Noel Fielding: Luxury Comedy
Thursdays 10 pm (E4)
When
a comedian lists Spike Milligan and Salvador Dali as influences you know you
are in for a healthy dose of the bizarre. But will they make you laugh?
I
can’t claim to have been a huge Mighty Boosh fan but any real humour or sense
of balance present in that show appears to have exited with Fielding’s partner
in crime Julian Barratt.
This
series is the ultimate in self-indulgence and departs even further from the
oddball comedy that won the Perrier best newcomer award in
1998.
Fielding’s
lukewarm stand-up shows and appearances on Never Mind The Buzzcocks had already
told us that wearing a cape may be eccentric, but it is not actually funny.
Although
some of the sketches border on amusing - Noel dressed in a cheap animal suit
playing Dandelion, a manic depressive lion living in a rundown Zoo - the humour
lacks depth.
There
is also some potential in Sergeant Raymond Boombox, a surreal bright-yellow mix
of Colombo and Serpico with traces of a few other much-mimicked TV Cops thrown
in for good measure.

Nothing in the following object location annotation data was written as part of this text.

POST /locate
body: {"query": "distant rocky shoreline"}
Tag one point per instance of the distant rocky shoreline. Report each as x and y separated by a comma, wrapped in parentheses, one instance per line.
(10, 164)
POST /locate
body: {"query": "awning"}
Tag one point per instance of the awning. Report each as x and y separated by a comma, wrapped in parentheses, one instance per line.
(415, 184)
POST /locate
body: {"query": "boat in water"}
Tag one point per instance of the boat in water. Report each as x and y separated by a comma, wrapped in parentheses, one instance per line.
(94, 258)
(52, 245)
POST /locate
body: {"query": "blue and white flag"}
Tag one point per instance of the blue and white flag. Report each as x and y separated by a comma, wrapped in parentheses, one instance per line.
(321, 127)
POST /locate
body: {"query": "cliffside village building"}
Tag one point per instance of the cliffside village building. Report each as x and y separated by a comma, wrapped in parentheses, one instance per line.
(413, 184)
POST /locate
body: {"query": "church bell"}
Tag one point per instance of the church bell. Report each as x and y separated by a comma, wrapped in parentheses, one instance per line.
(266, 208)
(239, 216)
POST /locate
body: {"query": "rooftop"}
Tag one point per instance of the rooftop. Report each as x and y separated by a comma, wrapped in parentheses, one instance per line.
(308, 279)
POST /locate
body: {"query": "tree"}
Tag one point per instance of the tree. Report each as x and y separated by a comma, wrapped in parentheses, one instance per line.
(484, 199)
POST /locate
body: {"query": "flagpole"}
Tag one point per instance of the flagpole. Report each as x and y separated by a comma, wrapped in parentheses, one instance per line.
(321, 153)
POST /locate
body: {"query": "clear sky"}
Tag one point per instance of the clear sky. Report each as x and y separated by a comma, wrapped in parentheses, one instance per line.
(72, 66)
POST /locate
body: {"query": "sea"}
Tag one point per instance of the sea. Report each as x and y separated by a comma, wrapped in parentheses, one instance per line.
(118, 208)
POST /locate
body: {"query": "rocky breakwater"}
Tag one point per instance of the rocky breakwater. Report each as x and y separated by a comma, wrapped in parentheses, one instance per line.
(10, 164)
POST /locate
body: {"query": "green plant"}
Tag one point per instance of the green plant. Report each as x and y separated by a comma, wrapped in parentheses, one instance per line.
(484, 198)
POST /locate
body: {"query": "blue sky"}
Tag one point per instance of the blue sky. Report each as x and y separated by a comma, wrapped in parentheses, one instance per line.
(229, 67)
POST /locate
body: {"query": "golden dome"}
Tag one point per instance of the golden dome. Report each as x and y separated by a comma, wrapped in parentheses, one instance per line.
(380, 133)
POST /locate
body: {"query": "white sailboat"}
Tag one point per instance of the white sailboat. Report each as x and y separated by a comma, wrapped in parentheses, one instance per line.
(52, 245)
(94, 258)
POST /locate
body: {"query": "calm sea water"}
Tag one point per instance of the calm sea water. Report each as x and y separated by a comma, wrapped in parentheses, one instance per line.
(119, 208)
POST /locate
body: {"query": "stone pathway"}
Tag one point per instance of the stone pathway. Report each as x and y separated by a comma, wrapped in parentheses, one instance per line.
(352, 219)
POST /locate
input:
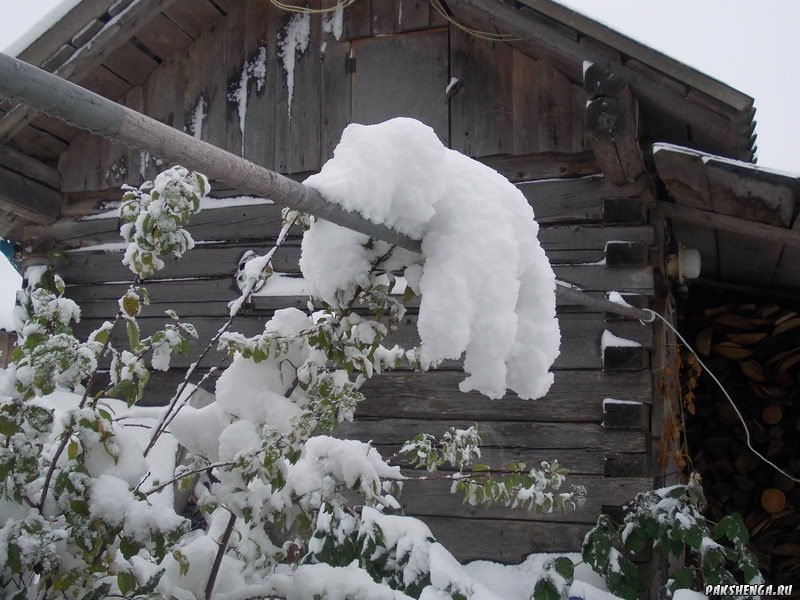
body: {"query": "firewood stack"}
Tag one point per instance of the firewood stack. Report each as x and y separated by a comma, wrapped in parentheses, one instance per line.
(754, 349)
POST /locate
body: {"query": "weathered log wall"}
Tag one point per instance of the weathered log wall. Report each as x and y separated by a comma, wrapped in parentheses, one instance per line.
(517, 113)
(386, 64)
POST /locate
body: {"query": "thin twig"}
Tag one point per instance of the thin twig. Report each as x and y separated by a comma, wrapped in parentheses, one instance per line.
(223, 545)
(174, 407)
(186, 474)
(70, 430)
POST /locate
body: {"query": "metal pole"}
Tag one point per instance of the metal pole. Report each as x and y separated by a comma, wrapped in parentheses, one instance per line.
(81, 108)
(59, 98)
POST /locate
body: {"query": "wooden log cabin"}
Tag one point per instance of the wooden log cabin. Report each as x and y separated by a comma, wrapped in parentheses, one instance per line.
(623, 153)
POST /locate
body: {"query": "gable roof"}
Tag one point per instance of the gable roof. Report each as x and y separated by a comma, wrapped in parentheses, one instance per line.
(112, 46)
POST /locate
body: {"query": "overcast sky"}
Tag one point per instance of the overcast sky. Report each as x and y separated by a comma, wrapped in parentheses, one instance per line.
(752, 46)
(749, 45)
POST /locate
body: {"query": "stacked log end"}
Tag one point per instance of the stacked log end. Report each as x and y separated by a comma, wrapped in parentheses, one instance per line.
(754, 349)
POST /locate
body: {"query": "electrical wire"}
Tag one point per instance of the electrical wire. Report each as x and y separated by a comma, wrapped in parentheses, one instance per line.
(724, 391)
(484, 35)
(436, 4)
(311, 11)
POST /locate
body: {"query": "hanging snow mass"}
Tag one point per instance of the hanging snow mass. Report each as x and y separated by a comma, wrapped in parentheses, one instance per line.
(487, 289)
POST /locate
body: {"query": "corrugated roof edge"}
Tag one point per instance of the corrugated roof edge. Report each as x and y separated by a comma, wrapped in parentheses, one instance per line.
(775, 175)
(652, 58)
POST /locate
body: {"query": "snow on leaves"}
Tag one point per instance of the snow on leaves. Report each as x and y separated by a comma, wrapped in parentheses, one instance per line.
(152, 219)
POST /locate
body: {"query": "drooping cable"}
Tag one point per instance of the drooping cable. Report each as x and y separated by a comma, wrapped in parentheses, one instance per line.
(727, 395)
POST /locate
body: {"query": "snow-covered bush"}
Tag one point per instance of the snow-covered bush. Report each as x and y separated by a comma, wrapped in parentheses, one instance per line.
(669, 520)
(87, 501)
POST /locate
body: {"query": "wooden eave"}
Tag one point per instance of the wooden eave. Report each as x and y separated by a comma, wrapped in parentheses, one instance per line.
(742, 218)
(112, 46)
(677, 104)
(108, 46)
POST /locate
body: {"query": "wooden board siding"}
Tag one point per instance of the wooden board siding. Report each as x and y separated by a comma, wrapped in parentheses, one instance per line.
(518, 114)
(506, 102)
(418, 66)
(607, 453)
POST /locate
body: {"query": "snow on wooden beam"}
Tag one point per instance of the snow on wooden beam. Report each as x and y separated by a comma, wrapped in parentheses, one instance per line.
(705, 218)
(87, 110)
(114, 34)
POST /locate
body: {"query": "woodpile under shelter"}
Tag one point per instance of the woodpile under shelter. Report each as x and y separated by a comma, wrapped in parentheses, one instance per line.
(624, 154)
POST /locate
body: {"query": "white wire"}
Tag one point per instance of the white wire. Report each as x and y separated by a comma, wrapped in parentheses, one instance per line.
(724, 391)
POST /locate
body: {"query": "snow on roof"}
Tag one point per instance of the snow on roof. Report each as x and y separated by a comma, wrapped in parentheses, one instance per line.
(41, 26)
(713, 158)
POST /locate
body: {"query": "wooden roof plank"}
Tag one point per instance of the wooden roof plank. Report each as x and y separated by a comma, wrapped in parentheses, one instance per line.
(40, 204)
(521, 23)
(64, 30)
(162, 37)
(30, 167)
(114, 34)
(705, 218)
(193, 16)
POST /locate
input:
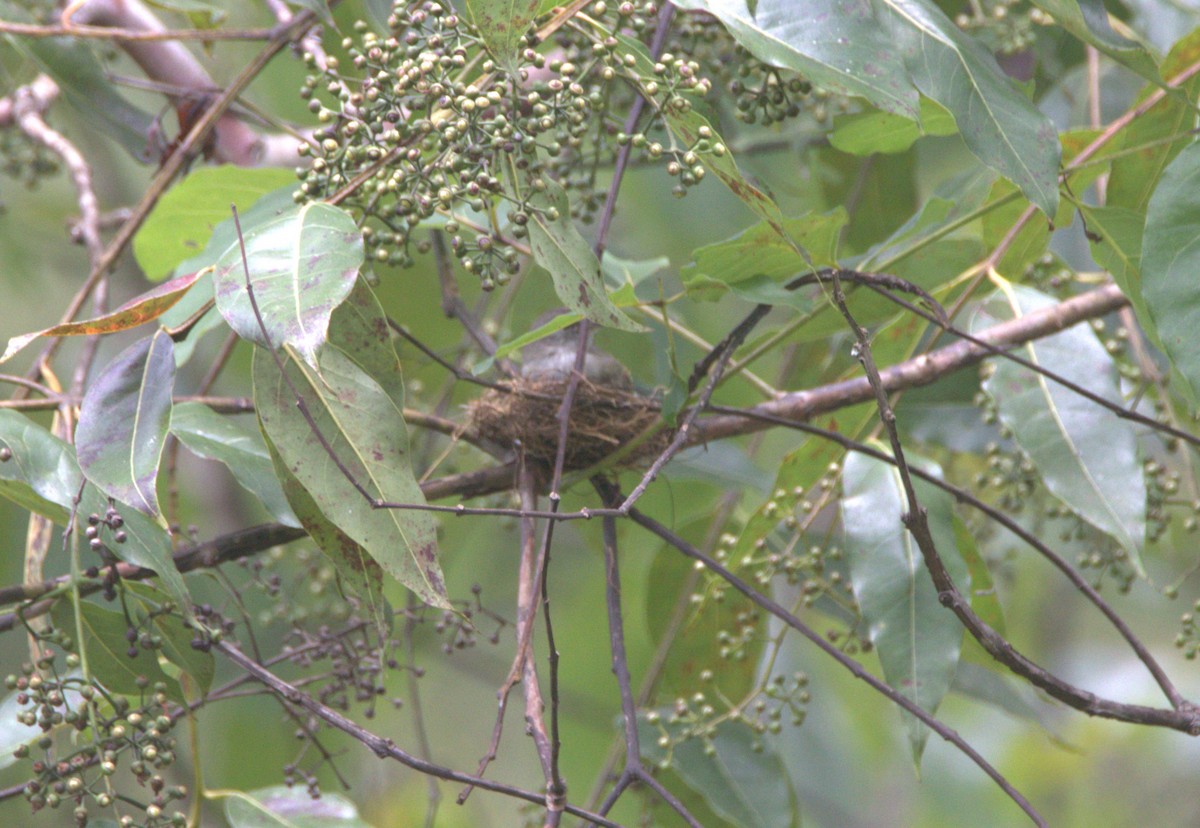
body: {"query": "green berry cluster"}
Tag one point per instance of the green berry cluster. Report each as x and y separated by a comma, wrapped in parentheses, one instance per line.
(697, 717)
(1011, 475)
(1007, 27)
(1188, 639)
(424, 130)
(433, 133)
(77, 774)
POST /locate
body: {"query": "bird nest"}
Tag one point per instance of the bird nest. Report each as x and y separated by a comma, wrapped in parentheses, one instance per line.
(603, 421)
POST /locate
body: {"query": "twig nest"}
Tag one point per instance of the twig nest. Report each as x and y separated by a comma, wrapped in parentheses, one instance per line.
(603, 420)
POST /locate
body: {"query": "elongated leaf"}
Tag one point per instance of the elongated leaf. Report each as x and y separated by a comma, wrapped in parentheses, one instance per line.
(999, 124)
(739, 775)
(355, 567)
(1158, 135)
(1169, 264)
(1115, 239)
(760, 252)
(215, 437)
(918, 640)
(364, 426)
(1031, 239)
(303, 264)
(870, 132)
(1089, 21)
(503, 24)
(43, 477)
(282, 807)
(887, 51)
(137, 311)
(107, 647)
(183, 221)
(124, 419)
(1086, 456)
(558, 247)
(41, 474)
(841, 45)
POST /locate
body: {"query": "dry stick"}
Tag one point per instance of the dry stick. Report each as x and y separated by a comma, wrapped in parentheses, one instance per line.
(635, 769)
(942, 321)
(210, 553)
(557, 789)
(132, 35)
(921, 370)
(805, 405)
(1186, 717)
(523, 659)
(714, 364)
(226, 691)
(916, 520)
(855, 667)
(174, 162)
(1079, 699)
(425, 750)
(1159, 675)
(379, 745)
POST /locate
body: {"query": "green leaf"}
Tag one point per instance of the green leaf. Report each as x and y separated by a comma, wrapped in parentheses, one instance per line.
(1086, 456)
(1156, 136)
(303, 264)
(215, 437)
(1027, 245)
(558, 247)
(918, 640)
(357, 568)
(997, 123)
(841, 45)
(739, 775)
(124, 419)
(1117, 249)
(1169, 264)
(319, 7)
(870, 132)
(282, 807)
(503, 25)
(183, 221)
(365, 429)
(137, 311)
(887, 51)
(625, 271)
(762, 251)
(103, 639)
(42, 475)
(1089, 21)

His trusty deputy? A talking knife wound of course!
Other
sketches are just confused and irritating.
The opening skit of a psychedelic cooking show starring Renny and
Gaviskon, think of a French Mr Blobby cooking with a hairy Mexican wolf-boy, accompanied by running commentary from a Nasa spokesman sitting on a trapeze – well
it’s as entertaining as it sounds.
We see
an all too rare glimmer of self-deprecation when he sends up his fine-art background by comparing
the mysteries of a felt-tip drawing of Pele holding a teacup and kicking a ‘ball’ to the Mona Lisa. This is funny for
30 seconds. The fact it is then
developed throughout the show highlights the real dearth of creativity in Fielding’s
solo material.
A big plus point are the vivid colours, large quantities of face paint
and creative mix of live-action, animation and puppetry that really pack a
visual punch.
The soundtrack also fits well and is provided by Kasabian’s Sergio
Pizzarono although you can't help feeling it's an attempt to score cool points.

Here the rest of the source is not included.